También, la ternura: una política de la ternura y una ternura política. No hay proyecto del poder –llamémosle capital, colonia, racismo, patriarcado, heteronorma…– que se fundamente en la ternura, ni que la admita como imprescindible requisito. Y precisamente por ello, una política de la ternura y una ternura política aportarían a cambiarlo todo.
Ante el afán por matarnos que exhibe el poder –el poder con trayectoria indudable, evidencia palpable, proporción, magnitud y alcance desmedidos de recursos y armas para destrozarnos–, opongamos la promesa de las deudas incobrables del amor. Ensanchemos, quienes vivimos aquí en el sentido de Rohlehr, la ternura de tenernos, de acompañarnos, de cuidarnos, de pensar juntes los modos en que enfrentaremos el daño, cuando se suscite, para que la reparación sea posible, o al menos imaginable. No agudicemos más la intemperie integral que vive el país destrozando los techos que hemos sido capaces de construirle.
Sé, entiendo en mi carne, que queremos cambiarlo todo, ahora. También yo lo quisiera ahora. No merecemos esta recua de criminales negligentes, ni hoy ni en el pasado ni nunca. Pero jamás un proceso transformador ha sido ahora. La inmóvil lógica generacional que dicta una esencia respectiva de los boomers, los X, los millenials… tiene limitadas solvencia y aplicabilidad. Cambiarlo todo es lento, tiene historia ancestral y requiere nuestros techos.
Quemarlo todo, explotar el planeta con una bomba atómica, tomar el poder con la violencia de un ejército, es rápido, rapidísimo, en su ejecución (si descartamos el tiempo requerido para su planificación), pero lento, lentísimo, en los días después del día después.
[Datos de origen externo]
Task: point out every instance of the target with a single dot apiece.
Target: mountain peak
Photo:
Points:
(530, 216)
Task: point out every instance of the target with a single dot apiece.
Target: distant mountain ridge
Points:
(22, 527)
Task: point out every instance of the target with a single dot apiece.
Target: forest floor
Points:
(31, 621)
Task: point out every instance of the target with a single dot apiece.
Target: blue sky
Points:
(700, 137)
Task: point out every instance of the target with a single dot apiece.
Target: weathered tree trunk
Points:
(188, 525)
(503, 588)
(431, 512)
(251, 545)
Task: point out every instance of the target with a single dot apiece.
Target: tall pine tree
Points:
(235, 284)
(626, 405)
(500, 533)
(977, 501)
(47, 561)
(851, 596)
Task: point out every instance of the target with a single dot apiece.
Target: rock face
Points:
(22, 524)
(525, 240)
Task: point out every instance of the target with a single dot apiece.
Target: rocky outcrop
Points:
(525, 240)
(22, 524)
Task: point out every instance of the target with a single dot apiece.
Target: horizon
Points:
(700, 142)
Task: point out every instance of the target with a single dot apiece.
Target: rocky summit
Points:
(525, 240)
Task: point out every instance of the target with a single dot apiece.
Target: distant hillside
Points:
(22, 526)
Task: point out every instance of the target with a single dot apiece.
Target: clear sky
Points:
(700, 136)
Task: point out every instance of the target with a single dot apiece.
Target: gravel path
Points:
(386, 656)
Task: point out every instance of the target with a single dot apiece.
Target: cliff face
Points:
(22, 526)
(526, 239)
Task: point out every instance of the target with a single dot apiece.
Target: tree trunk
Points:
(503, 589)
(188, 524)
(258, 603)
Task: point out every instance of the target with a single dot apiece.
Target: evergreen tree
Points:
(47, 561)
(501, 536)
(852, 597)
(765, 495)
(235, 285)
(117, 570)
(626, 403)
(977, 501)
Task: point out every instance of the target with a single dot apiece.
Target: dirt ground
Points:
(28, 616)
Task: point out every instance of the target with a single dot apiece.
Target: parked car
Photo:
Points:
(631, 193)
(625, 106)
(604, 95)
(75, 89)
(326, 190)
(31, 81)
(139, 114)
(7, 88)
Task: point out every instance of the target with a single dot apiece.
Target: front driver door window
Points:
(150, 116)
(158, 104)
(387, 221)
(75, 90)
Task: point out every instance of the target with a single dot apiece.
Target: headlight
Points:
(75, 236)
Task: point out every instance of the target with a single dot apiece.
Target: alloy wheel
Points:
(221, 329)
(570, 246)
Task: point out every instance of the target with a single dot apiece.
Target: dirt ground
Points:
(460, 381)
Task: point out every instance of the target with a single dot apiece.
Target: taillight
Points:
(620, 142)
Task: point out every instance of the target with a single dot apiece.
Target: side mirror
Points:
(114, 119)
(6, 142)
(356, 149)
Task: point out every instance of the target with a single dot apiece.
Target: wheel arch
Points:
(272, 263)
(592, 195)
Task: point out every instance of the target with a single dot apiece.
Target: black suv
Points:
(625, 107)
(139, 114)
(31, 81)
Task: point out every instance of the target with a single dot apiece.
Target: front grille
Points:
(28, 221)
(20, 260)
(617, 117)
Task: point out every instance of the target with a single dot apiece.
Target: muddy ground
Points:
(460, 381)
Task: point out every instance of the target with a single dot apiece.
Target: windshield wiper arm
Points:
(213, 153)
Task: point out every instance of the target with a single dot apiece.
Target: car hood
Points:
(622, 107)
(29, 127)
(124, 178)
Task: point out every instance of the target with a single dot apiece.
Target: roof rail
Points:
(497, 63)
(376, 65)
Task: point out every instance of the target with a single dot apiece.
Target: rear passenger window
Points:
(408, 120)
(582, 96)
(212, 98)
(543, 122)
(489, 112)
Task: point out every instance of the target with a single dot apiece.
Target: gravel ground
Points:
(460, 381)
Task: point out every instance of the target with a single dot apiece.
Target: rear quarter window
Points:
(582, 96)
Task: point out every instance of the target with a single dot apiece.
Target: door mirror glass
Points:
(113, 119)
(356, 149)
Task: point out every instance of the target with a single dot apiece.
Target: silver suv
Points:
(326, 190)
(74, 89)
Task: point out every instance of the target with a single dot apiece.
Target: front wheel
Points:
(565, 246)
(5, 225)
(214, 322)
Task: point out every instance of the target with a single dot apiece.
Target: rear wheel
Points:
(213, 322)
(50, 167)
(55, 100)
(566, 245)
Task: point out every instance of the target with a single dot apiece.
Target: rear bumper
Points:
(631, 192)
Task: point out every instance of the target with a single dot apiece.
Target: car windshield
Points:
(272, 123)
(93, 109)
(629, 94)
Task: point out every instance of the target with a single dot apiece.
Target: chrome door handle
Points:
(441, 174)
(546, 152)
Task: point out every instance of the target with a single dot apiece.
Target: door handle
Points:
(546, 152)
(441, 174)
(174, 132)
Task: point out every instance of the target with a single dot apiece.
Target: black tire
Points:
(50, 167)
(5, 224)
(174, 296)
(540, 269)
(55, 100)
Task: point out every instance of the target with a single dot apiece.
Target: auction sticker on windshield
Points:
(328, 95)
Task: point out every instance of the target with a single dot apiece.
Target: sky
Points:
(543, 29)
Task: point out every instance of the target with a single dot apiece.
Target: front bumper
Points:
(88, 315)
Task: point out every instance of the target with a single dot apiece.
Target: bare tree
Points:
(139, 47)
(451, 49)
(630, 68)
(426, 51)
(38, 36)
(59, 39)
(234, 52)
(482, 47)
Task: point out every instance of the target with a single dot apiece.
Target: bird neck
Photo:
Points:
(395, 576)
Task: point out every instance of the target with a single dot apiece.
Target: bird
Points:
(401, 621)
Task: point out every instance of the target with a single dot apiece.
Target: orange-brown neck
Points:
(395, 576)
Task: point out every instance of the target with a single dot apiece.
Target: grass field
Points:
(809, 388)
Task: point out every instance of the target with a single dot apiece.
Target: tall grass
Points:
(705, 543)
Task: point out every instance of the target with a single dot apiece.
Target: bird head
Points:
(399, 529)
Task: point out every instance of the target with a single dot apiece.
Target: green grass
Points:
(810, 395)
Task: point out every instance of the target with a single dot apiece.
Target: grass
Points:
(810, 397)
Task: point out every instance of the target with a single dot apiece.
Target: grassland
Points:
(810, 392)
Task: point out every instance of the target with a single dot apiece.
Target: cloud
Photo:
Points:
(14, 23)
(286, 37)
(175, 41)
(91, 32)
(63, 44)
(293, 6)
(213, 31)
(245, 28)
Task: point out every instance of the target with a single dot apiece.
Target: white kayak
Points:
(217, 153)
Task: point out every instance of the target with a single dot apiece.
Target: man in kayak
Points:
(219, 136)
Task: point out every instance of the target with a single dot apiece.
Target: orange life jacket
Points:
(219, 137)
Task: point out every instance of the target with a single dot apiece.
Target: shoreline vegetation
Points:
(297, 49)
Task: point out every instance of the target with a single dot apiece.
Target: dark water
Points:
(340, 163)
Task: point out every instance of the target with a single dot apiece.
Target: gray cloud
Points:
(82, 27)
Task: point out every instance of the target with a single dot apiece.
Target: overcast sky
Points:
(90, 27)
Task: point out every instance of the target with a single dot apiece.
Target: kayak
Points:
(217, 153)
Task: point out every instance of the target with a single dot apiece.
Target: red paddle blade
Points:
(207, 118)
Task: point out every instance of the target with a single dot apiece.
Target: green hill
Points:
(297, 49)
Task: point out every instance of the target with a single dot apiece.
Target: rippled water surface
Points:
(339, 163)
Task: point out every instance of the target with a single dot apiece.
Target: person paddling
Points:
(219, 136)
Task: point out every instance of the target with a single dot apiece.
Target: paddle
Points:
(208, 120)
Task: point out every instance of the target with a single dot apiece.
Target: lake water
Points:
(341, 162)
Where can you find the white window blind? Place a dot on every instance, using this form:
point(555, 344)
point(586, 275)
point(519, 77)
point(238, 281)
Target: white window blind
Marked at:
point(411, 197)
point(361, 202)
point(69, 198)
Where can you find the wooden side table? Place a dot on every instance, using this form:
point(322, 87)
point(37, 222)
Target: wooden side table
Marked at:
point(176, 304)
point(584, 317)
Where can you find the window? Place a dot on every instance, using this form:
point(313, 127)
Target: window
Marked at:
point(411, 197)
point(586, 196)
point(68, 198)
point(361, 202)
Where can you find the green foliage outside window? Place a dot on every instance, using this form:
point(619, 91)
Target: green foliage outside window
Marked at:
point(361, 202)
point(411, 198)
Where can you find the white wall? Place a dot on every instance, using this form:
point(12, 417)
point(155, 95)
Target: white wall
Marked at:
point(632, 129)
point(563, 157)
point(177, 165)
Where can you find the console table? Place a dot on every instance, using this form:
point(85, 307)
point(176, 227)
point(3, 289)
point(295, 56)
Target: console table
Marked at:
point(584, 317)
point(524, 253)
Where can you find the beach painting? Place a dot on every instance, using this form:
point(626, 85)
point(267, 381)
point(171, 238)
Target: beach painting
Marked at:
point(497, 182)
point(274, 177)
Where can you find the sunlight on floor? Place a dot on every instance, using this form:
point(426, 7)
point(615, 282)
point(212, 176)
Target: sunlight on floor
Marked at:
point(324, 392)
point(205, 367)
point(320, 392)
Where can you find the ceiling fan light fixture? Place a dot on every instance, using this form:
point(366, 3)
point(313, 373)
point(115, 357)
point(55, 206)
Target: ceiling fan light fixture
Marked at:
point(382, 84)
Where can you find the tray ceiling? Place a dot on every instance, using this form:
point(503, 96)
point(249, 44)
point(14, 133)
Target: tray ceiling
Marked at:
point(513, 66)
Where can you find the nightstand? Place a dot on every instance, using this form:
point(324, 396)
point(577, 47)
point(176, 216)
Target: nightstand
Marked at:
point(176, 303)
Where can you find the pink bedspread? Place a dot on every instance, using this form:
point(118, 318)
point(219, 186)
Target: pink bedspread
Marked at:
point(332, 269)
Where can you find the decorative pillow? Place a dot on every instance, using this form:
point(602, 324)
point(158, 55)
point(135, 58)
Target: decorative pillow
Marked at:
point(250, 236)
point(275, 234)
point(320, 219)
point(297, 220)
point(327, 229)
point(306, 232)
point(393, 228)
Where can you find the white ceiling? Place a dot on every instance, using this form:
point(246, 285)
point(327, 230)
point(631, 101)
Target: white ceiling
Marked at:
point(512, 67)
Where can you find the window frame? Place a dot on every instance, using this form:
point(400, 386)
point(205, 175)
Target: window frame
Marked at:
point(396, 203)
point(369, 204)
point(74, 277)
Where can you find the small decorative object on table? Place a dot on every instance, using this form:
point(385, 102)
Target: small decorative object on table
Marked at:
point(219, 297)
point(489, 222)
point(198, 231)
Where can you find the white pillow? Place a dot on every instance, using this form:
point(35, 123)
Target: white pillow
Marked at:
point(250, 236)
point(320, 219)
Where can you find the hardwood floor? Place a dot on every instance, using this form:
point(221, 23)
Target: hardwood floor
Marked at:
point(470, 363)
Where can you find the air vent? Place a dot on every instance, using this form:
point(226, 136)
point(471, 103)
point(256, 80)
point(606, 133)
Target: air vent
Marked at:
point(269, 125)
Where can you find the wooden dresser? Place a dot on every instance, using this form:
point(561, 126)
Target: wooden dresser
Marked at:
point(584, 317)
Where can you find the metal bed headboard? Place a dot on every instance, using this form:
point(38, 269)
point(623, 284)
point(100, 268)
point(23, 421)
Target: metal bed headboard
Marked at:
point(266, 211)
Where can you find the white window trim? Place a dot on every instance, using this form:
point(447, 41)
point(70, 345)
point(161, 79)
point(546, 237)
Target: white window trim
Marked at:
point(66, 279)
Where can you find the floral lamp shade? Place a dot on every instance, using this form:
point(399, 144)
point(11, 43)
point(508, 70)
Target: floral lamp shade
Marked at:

La magnitud y el alcance de los efectos que tienen los fuegos asoladores, las bombas atómicas y los ejércitos violentos siguen hoy con nosotres: su lentitud es también asesina –irreparablemente.
Nuestra especie salió de los peces que salieron de las aves que salieron de… ¡cuánto tiempo para cambiar y para seguirlo haciendo! La lava que explota e irrumpe no responde al acelerado tiempo del capital, sino al lento ritmo de la transformación geológica. El fuego arde, aunque no se vea. Y cuando explota, funda países –islas volcánicas–, tomándose su tiempo.
Me prometo que mi lucha –lenta, ancestral, cobijada– es por una vida en que los daños irreparables no sean. A sabiendas de que es muy improbable, me prometo que mi lucha es por una vida en la que quienes nos afanamos por evitar los daños irreparables no seamos sus protagonistas. Me prometo, en fin, que mi lucha es por una vida otra, en la que todas las criaturas vivas mueran sencillamente porque morir –contra sus usos habituales– es vivir.
_________ Algunos trozos de este texto fueron publicados primero en redes.